Investor reactions worry consultants
Tuesday, September 30, 2008 - 12:10 - admin
news14.com
Investor reactions worry consultants
09/30/2008 01:11 PM
By: Ilin Chen
Financial planners are spending another day watching the rise and fall of the stock market after Congress failed to enact a $700 billion bailout package. But with their clients watching the markets intently as well, some financial consultants say they have other concerns.
"We're worried not just about the markets, but we're really worried about our clients' reactions," Chip Hymiller, with Beacon Financial Strategies, said. "Now is the time when mistakes are made. Now is
the time when people act emotionally."
Despite the 777-point drop of the Dow Jones Industrial Average Monday, experts said the markets have seen worse times. "When the dot-com burst came in, the S&P 500 dropped about 46 percent. We're now down 26 percent from our high," Lorraine Johnson, with Triangle Financial Advisors, said. "While 26 percent is hardly reassuring -- I don't mean to minimize it -- but put it in perspective, it's not even as bad as 2000-2001, much less 1987."
But during uncertain times, financial consultants like Hymiller and Johnson said they actually see a benefit. Both firms have doubled their monthly business prospects as more investors turn to professionals for advice. And they work with their clients to develop a strategy that allows them to ride through the market's downturns. But Johnson said she did have problems with the way the downturn is being characterized. "If I could do anything right now, it would be to ban the word 'unprecedented,' because it's not," she said. "The second thing I would do is ban the breaking news ticker, because it scares people to death."
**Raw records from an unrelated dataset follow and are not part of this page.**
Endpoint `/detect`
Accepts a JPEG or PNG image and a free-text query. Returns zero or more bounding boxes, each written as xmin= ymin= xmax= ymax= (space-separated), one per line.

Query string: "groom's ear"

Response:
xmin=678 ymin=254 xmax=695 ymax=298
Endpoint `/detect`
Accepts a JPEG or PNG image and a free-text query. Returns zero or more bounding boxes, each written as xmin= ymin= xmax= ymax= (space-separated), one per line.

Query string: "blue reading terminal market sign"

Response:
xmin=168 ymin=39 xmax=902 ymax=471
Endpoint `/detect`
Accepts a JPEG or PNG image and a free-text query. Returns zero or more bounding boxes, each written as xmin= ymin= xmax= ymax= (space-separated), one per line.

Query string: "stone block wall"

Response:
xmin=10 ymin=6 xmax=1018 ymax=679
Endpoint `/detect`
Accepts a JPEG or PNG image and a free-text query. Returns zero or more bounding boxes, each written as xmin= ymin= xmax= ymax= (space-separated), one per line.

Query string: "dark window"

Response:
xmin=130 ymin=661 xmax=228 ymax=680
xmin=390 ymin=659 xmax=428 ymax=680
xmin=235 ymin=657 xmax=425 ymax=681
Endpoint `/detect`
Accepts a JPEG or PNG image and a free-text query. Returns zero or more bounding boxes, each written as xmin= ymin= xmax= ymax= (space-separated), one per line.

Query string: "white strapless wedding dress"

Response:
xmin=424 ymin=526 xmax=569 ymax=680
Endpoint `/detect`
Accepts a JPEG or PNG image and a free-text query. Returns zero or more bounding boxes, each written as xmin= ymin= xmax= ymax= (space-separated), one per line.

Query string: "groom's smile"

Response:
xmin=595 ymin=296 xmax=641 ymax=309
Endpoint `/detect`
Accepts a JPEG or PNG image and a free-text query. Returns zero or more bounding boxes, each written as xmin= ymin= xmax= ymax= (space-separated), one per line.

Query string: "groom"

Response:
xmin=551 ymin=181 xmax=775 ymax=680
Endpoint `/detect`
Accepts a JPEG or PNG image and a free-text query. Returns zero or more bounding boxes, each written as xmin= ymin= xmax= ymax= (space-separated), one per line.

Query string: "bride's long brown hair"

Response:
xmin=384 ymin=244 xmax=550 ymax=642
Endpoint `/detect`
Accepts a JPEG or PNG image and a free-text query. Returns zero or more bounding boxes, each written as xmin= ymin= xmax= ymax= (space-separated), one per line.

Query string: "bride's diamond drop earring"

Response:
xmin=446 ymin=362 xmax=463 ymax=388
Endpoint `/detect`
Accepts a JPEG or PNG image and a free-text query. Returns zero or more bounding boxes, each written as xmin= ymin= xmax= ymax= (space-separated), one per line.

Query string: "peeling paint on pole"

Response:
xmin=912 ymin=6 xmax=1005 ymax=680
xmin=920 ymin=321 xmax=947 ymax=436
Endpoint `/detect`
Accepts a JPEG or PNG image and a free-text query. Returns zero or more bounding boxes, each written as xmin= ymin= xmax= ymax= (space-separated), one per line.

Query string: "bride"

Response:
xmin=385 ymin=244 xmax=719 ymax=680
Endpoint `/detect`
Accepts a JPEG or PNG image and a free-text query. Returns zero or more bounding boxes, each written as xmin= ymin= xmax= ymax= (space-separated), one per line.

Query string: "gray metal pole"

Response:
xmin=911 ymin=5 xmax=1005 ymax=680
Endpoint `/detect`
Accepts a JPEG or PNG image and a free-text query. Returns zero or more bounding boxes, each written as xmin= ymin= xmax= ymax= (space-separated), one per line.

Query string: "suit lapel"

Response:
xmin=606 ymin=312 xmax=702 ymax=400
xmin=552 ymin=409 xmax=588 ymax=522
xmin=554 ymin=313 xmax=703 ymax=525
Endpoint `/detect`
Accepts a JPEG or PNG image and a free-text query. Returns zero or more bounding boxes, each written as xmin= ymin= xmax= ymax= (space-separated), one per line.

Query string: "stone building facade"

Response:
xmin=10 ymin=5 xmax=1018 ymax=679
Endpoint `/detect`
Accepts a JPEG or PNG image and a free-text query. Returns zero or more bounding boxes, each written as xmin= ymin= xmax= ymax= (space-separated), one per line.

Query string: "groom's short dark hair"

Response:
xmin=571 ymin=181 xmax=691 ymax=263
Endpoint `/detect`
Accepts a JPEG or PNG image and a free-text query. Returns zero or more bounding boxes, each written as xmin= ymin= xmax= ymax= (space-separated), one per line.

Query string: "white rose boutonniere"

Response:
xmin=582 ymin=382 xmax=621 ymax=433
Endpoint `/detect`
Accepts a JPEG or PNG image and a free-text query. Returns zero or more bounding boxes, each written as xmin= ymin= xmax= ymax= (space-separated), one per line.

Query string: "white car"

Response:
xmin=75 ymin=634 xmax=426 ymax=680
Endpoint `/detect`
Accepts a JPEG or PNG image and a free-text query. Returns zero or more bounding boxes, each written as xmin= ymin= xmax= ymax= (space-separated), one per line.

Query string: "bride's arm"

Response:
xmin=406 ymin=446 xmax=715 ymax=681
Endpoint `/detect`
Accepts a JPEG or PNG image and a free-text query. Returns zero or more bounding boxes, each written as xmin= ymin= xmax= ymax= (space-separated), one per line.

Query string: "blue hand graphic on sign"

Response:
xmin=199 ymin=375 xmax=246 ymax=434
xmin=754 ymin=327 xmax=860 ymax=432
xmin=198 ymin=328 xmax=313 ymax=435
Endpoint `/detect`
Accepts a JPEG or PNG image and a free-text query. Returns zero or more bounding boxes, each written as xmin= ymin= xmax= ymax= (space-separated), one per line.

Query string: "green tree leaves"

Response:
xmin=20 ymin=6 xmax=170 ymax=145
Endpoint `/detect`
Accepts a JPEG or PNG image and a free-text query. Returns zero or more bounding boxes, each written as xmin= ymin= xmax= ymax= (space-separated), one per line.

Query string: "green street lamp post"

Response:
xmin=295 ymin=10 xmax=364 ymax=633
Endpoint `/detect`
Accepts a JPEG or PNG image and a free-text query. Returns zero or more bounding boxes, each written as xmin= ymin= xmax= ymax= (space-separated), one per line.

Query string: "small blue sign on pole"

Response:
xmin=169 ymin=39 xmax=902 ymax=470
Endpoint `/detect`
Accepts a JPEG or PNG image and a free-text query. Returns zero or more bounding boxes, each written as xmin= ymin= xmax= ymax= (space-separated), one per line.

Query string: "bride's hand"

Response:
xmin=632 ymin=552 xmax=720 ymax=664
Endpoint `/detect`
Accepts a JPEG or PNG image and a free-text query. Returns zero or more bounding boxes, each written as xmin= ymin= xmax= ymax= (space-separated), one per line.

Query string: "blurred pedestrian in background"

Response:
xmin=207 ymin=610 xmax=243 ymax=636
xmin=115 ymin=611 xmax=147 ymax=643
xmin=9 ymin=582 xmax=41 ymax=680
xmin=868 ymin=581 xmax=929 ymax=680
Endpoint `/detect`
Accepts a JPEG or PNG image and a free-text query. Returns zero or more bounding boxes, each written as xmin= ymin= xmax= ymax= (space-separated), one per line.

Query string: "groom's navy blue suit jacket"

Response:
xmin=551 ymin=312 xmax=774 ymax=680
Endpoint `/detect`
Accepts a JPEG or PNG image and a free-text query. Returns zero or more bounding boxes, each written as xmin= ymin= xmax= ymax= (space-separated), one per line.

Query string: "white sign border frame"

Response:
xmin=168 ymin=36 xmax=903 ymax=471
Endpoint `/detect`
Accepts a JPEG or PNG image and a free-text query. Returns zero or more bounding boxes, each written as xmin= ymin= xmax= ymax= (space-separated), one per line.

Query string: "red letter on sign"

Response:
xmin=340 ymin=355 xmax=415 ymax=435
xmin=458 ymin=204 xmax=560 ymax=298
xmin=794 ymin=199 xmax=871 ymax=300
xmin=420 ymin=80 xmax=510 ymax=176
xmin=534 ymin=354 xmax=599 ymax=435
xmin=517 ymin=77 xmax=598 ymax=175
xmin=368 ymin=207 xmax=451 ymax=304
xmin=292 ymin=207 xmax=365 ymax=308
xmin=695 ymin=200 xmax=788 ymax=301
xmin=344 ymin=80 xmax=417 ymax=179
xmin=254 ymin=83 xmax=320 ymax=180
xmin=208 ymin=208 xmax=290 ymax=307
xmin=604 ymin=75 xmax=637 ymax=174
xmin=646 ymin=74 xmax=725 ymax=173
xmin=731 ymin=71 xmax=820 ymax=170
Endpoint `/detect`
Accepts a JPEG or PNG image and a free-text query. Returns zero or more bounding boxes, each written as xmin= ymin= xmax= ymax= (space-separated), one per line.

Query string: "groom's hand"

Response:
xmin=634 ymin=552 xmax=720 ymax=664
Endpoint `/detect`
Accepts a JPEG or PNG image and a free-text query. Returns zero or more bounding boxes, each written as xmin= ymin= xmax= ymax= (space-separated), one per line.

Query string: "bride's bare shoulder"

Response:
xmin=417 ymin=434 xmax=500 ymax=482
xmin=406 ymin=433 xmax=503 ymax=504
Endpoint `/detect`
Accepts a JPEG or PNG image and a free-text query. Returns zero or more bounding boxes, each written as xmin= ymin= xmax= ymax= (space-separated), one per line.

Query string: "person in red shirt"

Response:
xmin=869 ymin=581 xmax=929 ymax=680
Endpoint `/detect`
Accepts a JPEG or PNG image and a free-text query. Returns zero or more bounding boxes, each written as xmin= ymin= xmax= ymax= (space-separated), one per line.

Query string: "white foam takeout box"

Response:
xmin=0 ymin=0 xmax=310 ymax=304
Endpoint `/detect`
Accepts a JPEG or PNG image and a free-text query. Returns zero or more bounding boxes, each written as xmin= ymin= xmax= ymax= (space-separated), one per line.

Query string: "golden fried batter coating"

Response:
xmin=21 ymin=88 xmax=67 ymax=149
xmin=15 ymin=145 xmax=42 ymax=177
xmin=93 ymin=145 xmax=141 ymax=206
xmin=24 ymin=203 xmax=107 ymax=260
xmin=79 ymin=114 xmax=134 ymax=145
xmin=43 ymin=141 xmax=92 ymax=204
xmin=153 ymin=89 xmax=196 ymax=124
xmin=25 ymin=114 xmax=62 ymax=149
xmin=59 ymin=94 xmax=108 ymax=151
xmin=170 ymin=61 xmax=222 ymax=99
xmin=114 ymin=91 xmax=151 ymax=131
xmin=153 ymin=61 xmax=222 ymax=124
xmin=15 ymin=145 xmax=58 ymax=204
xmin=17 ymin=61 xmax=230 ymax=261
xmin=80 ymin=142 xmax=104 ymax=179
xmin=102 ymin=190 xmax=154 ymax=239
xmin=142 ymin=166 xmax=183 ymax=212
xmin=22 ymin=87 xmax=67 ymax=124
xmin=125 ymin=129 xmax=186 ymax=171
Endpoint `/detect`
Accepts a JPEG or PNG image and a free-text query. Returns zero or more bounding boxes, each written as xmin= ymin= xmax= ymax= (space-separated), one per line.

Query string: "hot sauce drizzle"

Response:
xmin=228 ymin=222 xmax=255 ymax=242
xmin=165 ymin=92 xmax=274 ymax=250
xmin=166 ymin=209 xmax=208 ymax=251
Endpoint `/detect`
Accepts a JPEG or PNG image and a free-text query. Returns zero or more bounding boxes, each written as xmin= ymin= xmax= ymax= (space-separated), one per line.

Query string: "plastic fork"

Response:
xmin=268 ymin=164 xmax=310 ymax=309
But experts understand that people are concerned, and their advice for clients is to stay calm and ride out the storm, if they have time. "Throughout history, a diversified portfolio, as most investors have a diversified portfolio for mutual funds -- it's always rebounded," Hymiller said. "It may take some time, but it will rebound." Investors expect the markets to be bumpy for the next few days, which is when lawmakers are expected to resume talks about a bailout plan. They also advise investors who have more time on their hands to make investments now because most stock prices are at low points.